The epithelial cell sheet in the gastrointestinal mucosa is a permselective sophisticated membrane, which serves as a potent permeation barrier to water-soluble and large molecular weight xenobiotics. Fatty acids such as oleic acid and capric acid efficiently enhance the intestinal absorption of poorly absorbed drugs due to the transient reduction of the barrier resistance. However, the mechanisms have not been completely elucidated and their effective and safe use should be desired in drug delivery. It was proposed that these fatty acids could enhance the permeation of drugs by perturbing the lipid bilayer of brush-border membrane. However, it seems unlikely to explain that they increase the mucosal permeation of macromolecular compounds which cannot pass through cell membranes. We have found that the permeability enhancement by the fatty acids is temperature-dependent with being maximal at 37°C, and that it is inhibited by the membrane-permeable SH-modifiers, corresponding with the reduction in sulfhydryl content in the brush-border membrane, and high concentration of potassium ion in the lumen. The sulfhydryl modification of brush-border membrane inhibited the oleic acid-induced increase in membrane fluidity in the SH-protein fraction but not in the lipid bilayer.
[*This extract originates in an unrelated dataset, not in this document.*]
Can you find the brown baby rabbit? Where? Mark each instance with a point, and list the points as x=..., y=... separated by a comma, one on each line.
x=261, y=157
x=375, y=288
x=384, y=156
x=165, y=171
In addition, W-7, a specific calmodulin inhibitor, significantly inhibited the oleic acid-induced increase in membrane permeability, suggesting the possible roles of calmodulin-dependent protein kinases in the mechanism underlying the permeability enhancement of the intestinal mucosa.The results discussed in this study suggest that a signal from the action of oleic acid on the brushborder membrane is transmitted via some subcellular molecular systems to the cell skeleton to increase the mucosal drug permeability. However, further detail studies are needed to estabilish this mechanism.